The anti-campfire singalong, "Bluejeans," is an annoying pseudo-post-modern exercise in stupidity-as-art: "BLOO-jeans," Thompson insists. "BLOO-jeans!! Ahaaha!" "Colour Theory No.4" features more incoherent acid-trip lyrics over an off-center drumbeat and tinkling jack-in-the-box music. "TB—Tissues" is, more or less, 2½ minutes of repeated sounds that resemble a power drill boring a hole into a piece of scrap metal. Again, I'm at a loss as to what the expected reaction to this should be. Laughter? Paralysis? A sudden urge to part with $15 to further the Red Crayola cause?

In Thompson's case, when true creativity fails, you abuse your instruments in song and play up the fact that you're an incoherent freak.
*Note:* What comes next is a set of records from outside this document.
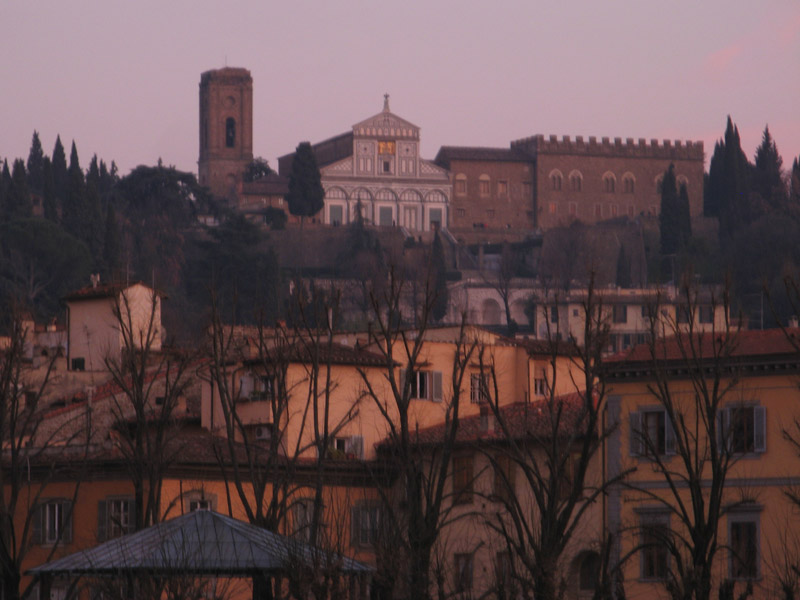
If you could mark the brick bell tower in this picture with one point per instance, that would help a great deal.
(226, 129)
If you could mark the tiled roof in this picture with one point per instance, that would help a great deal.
(743, 345)
(524, 420)
(450, 153)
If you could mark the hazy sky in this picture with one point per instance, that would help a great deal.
(121, 78)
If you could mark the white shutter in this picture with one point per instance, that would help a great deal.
(635, 433)
(760, 433)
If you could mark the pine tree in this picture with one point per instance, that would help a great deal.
(19, 198)
(669, 219)
(306, 195)
(49, 192)
(60, 176)
(439, 272)
(684, 216)
(767, 173)
(36, 165)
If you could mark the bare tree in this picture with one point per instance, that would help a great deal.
(31, 456)
(689, 443)
(415, 508)
(547, 460)
(152, 381)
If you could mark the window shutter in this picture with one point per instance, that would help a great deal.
(37, 524)
(760, 422)
(437, 386)
(101, 521)
(636, 433)
(355, 514)
(66, 532)
(723, 429)
(669, 435)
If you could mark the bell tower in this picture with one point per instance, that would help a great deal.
(226, 129)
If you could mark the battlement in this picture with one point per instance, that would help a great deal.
(667, 149)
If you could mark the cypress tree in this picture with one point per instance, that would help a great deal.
(19, 198)
(36, 165)
(49, 192)
(669, 219)
(60, 176)
(684, 216)
(767, 173)
(439, 268)
(306, 195)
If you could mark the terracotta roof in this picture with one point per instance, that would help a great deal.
(449, 153)
(743, 344)
(106, 290)
(524, 420)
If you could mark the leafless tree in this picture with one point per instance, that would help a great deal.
(547, 460)
(31, 456)
(416, 507)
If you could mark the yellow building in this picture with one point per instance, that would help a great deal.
(703, 424)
Lo and behold, you'll get away with musical murder, since most indie rock aesthetes won't be able to differentiate between Ornette Coleman's abstract expressionist genius and the mindless clutter that wastes digital space on Malefactor, Ade.
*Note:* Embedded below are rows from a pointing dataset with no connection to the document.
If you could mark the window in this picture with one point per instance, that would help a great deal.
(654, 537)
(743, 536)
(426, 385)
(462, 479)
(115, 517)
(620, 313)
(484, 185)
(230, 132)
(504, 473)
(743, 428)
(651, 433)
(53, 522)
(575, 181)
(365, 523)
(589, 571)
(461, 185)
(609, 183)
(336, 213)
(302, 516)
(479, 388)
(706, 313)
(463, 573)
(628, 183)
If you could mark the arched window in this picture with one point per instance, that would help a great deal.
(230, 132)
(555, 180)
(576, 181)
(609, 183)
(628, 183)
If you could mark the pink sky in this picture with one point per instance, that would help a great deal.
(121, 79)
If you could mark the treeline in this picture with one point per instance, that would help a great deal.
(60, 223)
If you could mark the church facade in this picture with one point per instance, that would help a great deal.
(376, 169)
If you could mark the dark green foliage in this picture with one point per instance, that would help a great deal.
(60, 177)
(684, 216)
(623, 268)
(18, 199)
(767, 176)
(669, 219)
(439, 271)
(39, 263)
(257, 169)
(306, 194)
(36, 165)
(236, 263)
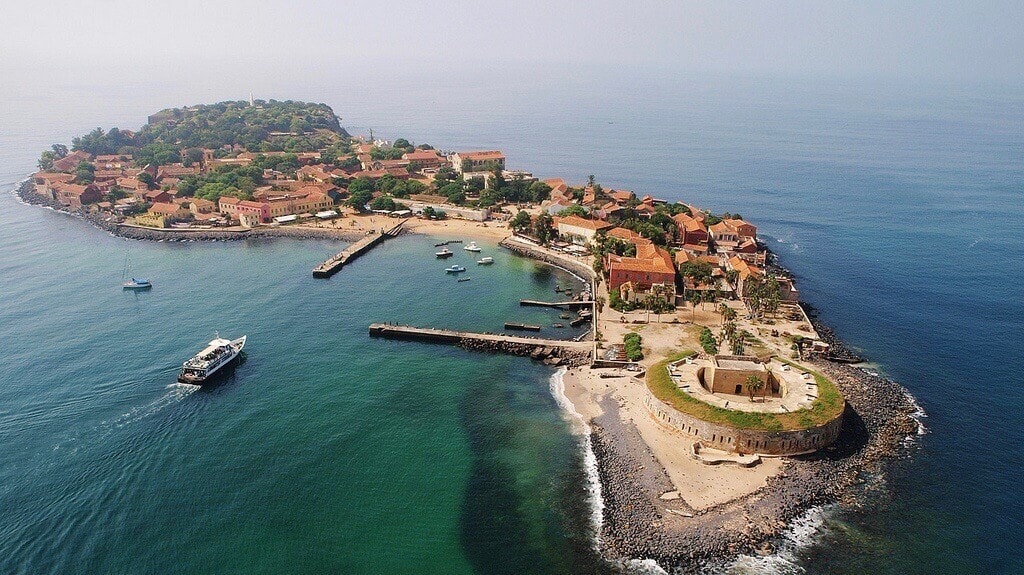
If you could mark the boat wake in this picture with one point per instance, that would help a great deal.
(175, 393)
(580, 427)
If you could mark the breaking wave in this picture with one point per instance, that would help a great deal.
(557, 385)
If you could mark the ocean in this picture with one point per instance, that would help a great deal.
(899, 208)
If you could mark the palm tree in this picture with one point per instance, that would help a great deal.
(728, 314)
(754, 385)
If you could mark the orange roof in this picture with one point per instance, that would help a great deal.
(688, 222)
(625, 234)
(481, 156)
(586, 224)
(421, 155)
(163, 208)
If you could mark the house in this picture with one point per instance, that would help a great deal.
(747, 275)
(45, 182)
(422, 159)
(556, 206)
(198, 206)
(315, 173)
(70, 162)
(651, 271)
(729, 233)
(170, 211)
(579, 230)
(156, 195)
(75, 195)
(690, 231)
(300, 203)
(254, 212)
(477, 161)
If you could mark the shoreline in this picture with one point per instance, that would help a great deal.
(359, 226)
(626, 481)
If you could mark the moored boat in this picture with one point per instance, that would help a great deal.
(217, 354)
(136, 283)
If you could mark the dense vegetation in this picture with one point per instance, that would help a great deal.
(633, 345)
(828, 404)
(268, 126)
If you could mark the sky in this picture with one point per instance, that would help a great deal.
(940, 40)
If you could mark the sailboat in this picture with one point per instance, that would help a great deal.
(129, 282)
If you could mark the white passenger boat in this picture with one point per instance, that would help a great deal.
(217, 354)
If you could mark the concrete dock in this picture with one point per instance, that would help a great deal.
(338, 261)
(566, 304)
(452, 337)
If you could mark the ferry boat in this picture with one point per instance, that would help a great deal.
(136, 283)
(218, 353)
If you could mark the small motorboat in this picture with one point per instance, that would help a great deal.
(136, 283)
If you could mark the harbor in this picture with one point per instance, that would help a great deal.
(552, 352)
(338, 261)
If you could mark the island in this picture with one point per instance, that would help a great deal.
(717, 408)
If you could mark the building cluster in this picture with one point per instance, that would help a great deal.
(726, 248)
(150, 193)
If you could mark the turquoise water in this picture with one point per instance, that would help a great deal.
(325, 451)
(899, 207)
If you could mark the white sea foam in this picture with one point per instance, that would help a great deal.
(645, 567)
(919, 413)
(589, 458)
(803, 532)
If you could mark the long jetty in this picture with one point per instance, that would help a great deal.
(552, 352)
(566, 304)
(338, 261)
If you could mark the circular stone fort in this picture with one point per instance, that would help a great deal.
(744, 406)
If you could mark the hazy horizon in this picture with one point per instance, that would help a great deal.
(231, 42)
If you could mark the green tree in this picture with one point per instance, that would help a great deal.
(754, 385)
(573, 210)
(520, 223)
(85, 173)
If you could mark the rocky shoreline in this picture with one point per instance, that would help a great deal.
(27, 194)
(638, 524)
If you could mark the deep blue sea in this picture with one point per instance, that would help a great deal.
(900, 208)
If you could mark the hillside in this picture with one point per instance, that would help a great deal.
(266, 126)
Though, remarkably, on "Franz Von Assisi," we do get an honest-to-goodness chord progression-- undercut, of course, by the sound of mechanical ducks quacking in the background. And towards the end of this disordered sound- universe, we're offered a few more tracks with no particular musical value: we get ejaculations of backward-looped Hitchcock-ian soundtrack music, and a song that features a single note bassline underpinning the occasional fractured tape segment, with atonal piano plinking and bleep noises comparable to a confused R2-D2.
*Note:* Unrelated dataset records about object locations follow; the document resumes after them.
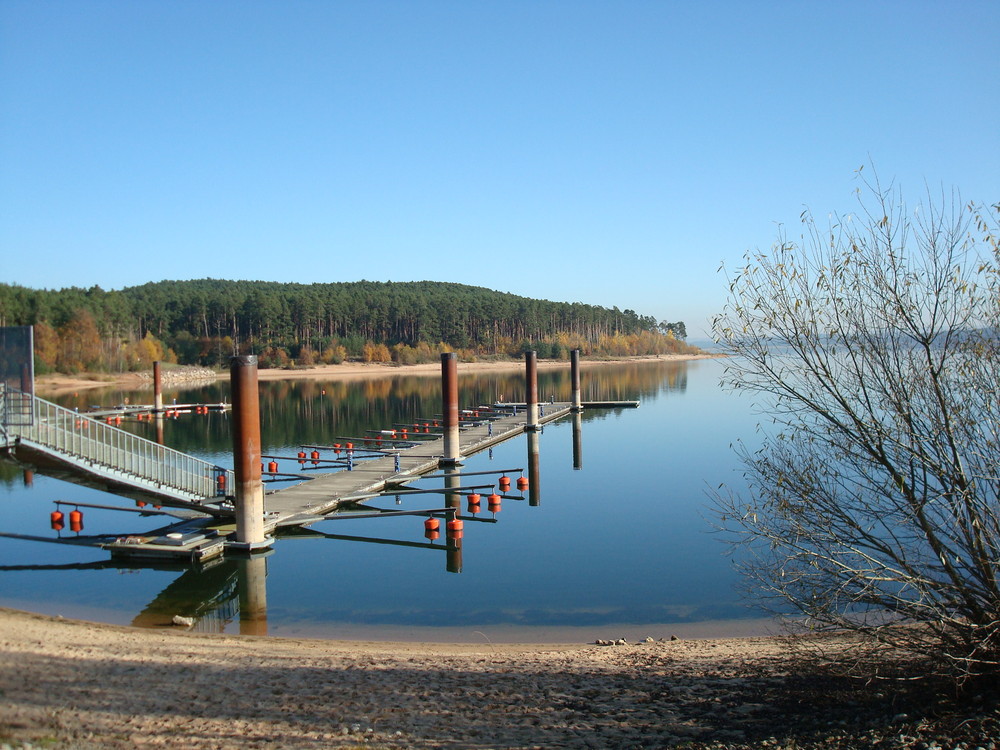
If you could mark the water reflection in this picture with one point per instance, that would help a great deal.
(395, 576)
(534, 475)
(577, 441)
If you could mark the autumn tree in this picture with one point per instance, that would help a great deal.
(874, 501)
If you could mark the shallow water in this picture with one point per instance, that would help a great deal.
(614, 538)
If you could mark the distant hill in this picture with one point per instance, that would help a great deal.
(205, 321)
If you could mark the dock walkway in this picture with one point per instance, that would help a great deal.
(307, 502)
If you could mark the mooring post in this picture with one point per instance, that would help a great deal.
(449, 399)
(157, 388)
(531, 376)
(246, 454)
(534, 478)
(574, 367)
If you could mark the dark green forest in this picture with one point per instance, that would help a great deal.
(206, 321)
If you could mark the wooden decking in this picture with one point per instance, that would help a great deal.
(306, 502)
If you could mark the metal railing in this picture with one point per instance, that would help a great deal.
(90, 443)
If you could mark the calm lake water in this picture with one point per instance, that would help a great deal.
(615, 538)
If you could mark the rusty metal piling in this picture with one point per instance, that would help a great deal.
(449, 399)
(247, 454)
(531, 400)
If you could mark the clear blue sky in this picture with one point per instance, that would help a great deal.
(612, 153)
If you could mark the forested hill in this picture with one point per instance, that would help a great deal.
(206, 321)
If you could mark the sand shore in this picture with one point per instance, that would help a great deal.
(70, 683)
(81, 685)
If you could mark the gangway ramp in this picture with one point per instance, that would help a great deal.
(68, 444)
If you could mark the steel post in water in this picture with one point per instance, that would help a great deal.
(531, 376)
(157, 388)
(246, 454)
(449, 398)
(574, 366)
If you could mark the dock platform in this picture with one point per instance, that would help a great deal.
(304, 503)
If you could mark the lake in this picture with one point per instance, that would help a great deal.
(615, 538)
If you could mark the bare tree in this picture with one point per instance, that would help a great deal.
(874, 501)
Still, Thompson has proved he has the talent and ability to far surpass this pedestrian experimental junk. Blame Malefactor, Ade on the lack of a voice of reason amongst the many jabbering in his head. But hey, he's an established rock deity in certain circles, so it's no sweat getting the arbiters of Chicagoan cool at Drag City to re-release an album that anyone's Alzheimer-ridden grandparents could make if they were given a budget and proper recording facilities. Again, though, someone somewhere will find a use for this non-music. If you have a nasty bug problem in your apartment, try keeping Malefactor, Ade on medium volume at all times. Cockroaches, no matter how hungry, won't even think about venturing out into the open.

For the hell of it, why not bring this, Old Time Relijun's Uterus and Fire and Sonic Youth's NYC Ghosts and Flowers to the next neighborhood hipster party you're forced to attend. Bully your way to the disc changer, drop these choice selections in, and hit "shuffle." Though everyone in attendance will suffer extraordinary auditory discomfort, no one will dare protest your selections. In fact, you may end up becoming the most popular, yet secretly-hated enigma on your block.